ECOMONT: a combined approach of field measurements and process-based modelling for assessing effects of land-use changes in mountain landscapes

As a contribution to the terrestrial ecosystem research initiative (TERI) within Framework IV of the EU, ECOMONT aims at investigating ecological effects of land-use changes in European terrestrial mountain ecosystems. The project is carried out by nine European partners in six composite landscapes in the Eastern Alps, the Swiss Alps, the Spanish Pyrenees and the Scottish Highlands. An analysis of structures and processes in the context of land-use changes is performed, scaling from the leaf to the landscape level. The following research topics are being investigated: spatial distribution of vegetation and soil in the composite experimental sites; physical and chemical soil properties, soil organic matter (SOM) status and turnover; canopy structure; water relations of ecosystems and hydrology of catchment areas; micro-climate and energy budget of ecosystems; gas exchange of single plants, ecosystems and gas exchange between the composite experimental sites and the atmosphere; potential risks through land-use changes. In order to link biodiversity with ecosystem functioning and to ensure a profound analysis of the ecosystem processes at the level of composite landscapes, a specific up-scaling approach is applied in ECOMONT combining empirical field studies and mathematical modelling. At each level of integration the results of the modelling approach are validated by direct field measurements.

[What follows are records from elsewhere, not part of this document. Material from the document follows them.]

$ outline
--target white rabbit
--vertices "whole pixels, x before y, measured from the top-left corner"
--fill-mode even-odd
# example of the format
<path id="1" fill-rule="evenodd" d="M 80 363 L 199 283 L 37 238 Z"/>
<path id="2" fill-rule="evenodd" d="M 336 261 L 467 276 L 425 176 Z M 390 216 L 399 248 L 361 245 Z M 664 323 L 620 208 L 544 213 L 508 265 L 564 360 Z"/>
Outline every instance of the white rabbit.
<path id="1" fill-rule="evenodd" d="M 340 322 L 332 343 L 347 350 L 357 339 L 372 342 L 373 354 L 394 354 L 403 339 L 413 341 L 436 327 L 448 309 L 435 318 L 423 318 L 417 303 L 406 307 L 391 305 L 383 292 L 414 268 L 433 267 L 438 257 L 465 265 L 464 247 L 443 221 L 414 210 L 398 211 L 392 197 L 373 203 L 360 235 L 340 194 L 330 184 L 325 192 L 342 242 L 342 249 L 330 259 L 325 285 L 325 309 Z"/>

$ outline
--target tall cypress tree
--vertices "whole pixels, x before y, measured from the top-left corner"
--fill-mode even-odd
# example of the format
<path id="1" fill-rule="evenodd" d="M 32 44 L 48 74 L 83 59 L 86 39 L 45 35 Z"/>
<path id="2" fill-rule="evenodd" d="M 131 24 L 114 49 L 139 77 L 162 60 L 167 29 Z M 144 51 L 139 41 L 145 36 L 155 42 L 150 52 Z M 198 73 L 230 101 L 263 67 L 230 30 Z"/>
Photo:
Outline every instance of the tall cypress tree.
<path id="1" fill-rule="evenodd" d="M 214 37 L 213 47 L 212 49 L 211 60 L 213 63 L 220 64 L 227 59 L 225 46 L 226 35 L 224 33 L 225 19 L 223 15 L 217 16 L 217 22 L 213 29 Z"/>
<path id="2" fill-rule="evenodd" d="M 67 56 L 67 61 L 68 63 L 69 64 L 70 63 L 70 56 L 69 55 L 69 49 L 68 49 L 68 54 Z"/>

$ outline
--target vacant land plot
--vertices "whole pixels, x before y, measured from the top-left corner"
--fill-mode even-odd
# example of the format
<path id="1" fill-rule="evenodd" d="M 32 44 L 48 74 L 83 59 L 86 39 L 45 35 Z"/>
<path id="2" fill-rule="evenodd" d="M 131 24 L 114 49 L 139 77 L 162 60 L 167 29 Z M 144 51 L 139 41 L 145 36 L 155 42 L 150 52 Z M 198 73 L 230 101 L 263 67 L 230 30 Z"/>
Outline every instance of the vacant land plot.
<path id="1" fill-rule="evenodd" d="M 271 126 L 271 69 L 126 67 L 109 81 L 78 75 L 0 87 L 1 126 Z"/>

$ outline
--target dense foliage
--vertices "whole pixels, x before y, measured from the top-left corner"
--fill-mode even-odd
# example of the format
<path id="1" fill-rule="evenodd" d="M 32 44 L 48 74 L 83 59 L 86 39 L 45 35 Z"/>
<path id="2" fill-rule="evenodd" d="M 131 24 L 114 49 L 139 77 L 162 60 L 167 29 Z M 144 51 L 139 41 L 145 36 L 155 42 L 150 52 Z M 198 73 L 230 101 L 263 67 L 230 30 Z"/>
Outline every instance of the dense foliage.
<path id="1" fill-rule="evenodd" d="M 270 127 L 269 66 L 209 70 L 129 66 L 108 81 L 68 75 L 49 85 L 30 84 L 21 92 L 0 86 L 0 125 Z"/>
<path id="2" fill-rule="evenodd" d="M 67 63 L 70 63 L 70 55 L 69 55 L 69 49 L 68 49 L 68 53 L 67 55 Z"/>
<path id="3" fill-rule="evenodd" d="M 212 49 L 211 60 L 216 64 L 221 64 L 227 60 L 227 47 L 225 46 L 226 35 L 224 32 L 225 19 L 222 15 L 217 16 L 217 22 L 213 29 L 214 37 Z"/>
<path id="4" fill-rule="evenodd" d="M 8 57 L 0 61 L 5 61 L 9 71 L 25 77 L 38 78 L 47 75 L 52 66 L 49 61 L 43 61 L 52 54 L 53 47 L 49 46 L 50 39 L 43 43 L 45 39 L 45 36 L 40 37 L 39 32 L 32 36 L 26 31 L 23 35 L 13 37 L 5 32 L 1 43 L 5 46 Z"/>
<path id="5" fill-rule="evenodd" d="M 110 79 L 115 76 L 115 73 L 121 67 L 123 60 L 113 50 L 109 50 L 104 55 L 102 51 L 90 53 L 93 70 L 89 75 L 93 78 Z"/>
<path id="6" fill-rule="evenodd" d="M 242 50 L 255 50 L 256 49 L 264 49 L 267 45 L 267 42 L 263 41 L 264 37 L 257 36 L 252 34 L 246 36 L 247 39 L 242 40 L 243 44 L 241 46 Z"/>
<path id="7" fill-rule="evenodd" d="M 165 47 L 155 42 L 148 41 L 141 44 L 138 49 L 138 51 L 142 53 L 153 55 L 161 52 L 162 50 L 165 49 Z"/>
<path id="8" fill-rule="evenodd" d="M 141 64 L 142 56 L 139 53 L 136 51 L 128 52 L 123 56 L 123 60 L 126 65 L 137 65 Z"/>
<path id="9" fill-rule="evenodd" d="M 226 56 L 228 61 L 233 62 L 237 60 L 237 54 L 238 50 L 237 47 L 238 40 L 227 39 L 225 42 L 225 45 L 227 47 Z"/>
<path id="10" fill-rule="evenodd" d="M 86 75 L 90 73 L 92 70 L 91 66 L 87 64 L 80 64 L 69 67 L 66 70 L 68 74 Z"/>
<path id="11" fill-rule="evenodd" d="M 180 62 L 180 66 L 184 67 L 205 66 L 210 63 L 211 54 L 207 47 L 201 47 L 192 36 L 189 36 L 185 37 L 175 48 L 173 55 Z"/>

This will be shown on the example of the bottom up approach for the gas exchange processes. The experimental up-scaling starts from measurements of the gas exchange of single leaves using fully climatised CO2/H2O porometers, proceeds to the canopy level using Bowen-ratio and Eddy-correlation techniques, and finally to the gas exchange of composite landscapes using a scintillation anemometer system/differential optical absorption spectroscopy system (SCIDAR/DOAS) equipment in combination with a instrumented aircraft flying at a constant height above the landscape. A hierarchy of process-based models is used to link the gas exchange processes at the different scales: a single leaf model based on a biochemical model of photosynthesis, a newly developed multi-species canopy model taking into account multiple light scattering and non-uniform distribution of leaves, and a landscape model providing a pixel by pixel integration.